= Cecil Chadwick =

British Army officer (1901–1970)

Brigadier Cecil Arthur Harrop Chadwick (13 August 1901 – 3 September 1970), was a British soldier and briefly a Liberal Party politician.

==Background==
Chadwick was the son of Major P.T. Chadwick, of Mirfield, in the West Riding of Yorkshire. He was educated at Stanmore Park, Harrow School and the Royal Military College, Sandhurst. In 1924 he married Muriel Grace David. They had one daughter. In 1943 he was appointed a CBE.

==Professional career==
Chadwick was too young to fight in World War One. On leaving Sandhurst in 1920 he joined the army as a 2nd Lieutenant. From 1921 to 1924 he served in India. In 1927 he transferred to the Royal Corps of Signals. From 1928 to 1933 he served in Egypt. In 1931 he was promoted to Captain. From 1936 to 1937 he was at the Staff College, Camberley. In 1938 he was promoted to Major as a General Staff Officer grade 3 with IAA Division. In 1939 he was a GSO2 with IAA Division. In 1940 he was made a GSO1 with IAA Division.
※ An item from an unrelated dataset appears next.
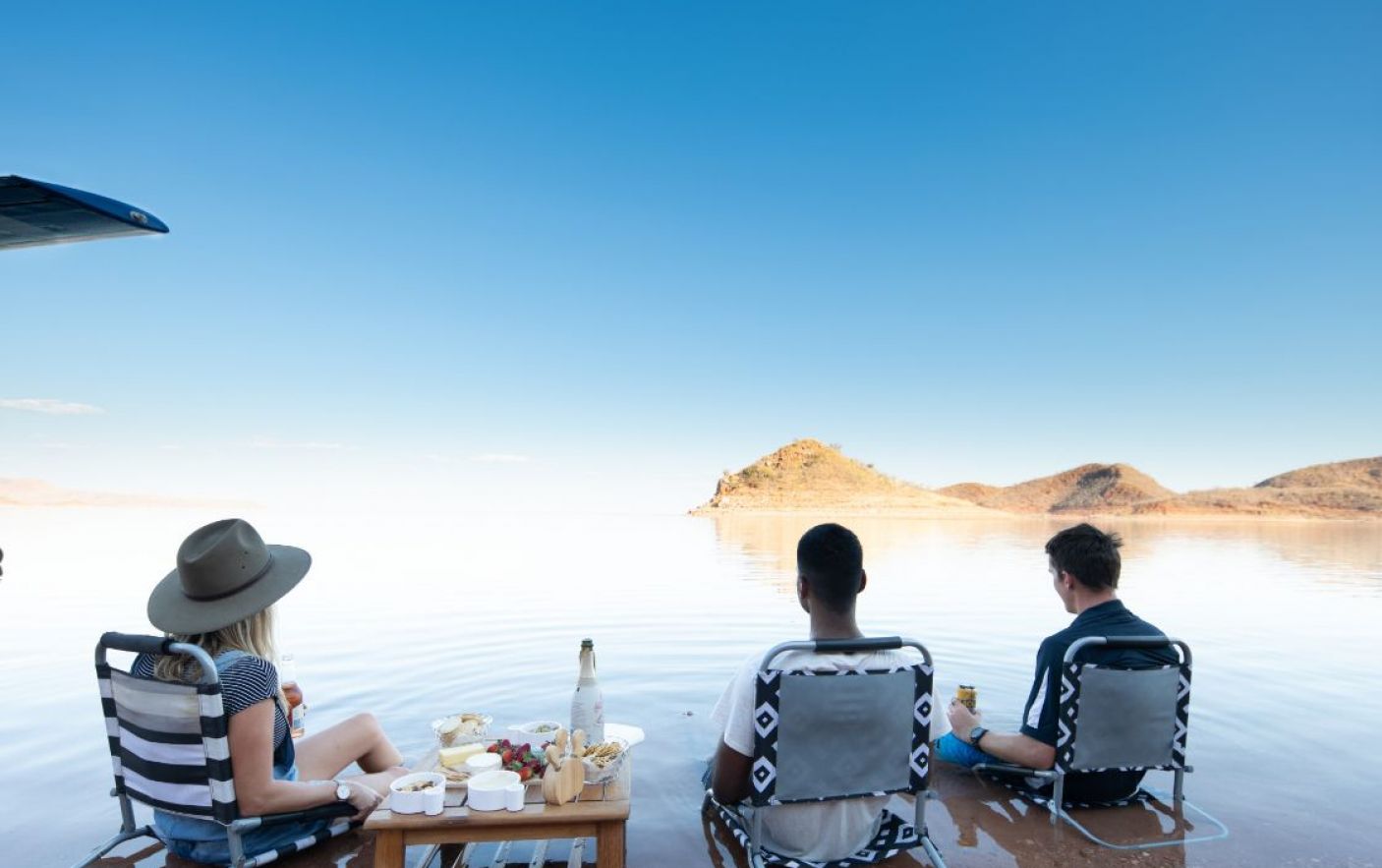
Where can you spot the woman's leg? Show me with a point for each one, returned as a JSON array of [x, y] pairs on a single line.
[[356, 739]]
In 1942 he was made a temporary Brigadier with the General Staff at AA Command. In 1943 he was with Brigade Command. In 1945 he was made a Lieutenant-Colonel and a Regional Commander in Germany. In 1946 he was promoted to Colonel with the AAG War Office. In 1948 he was CSO with the British Troops in Egypt. In 1950 he was promoted to Brigadier. In 1951 he was CSO with the Eastern Command. From 1952 to 1955 he served as Aide-de-camp to the Queen.

==Political career==
He was Liberal candidate for the Wycombe division of Buckinghamshire at the 1945 General Election. It was the neighbouring constituency to where he lived in Gerrards Cross. Although the Liberals had last won the seat in 1923, they had not fielded a candidate since 1929. He finished a poor third;

General Election 5 to 19 July 1945: Wycombe
| Party |  | Candidate | Votes | % | ±% |
|---|---|---|---|---|---|
|  | Labour | John Haire | 20,482 | 45.17 |  |
|  | Conservative | Roger Peake | 17,946 | 39.58 |  |
|  | Liberal | Cecil Chadwick | 6,916 | 15.25 |  |
| Majority |  |  | 2,536 | 5.59 |  |
| Turnout |  |  |  | 72.10 |  |
|  | Labour gain from Conservative |  | Swing |  |  |

He did not stand for parliament again.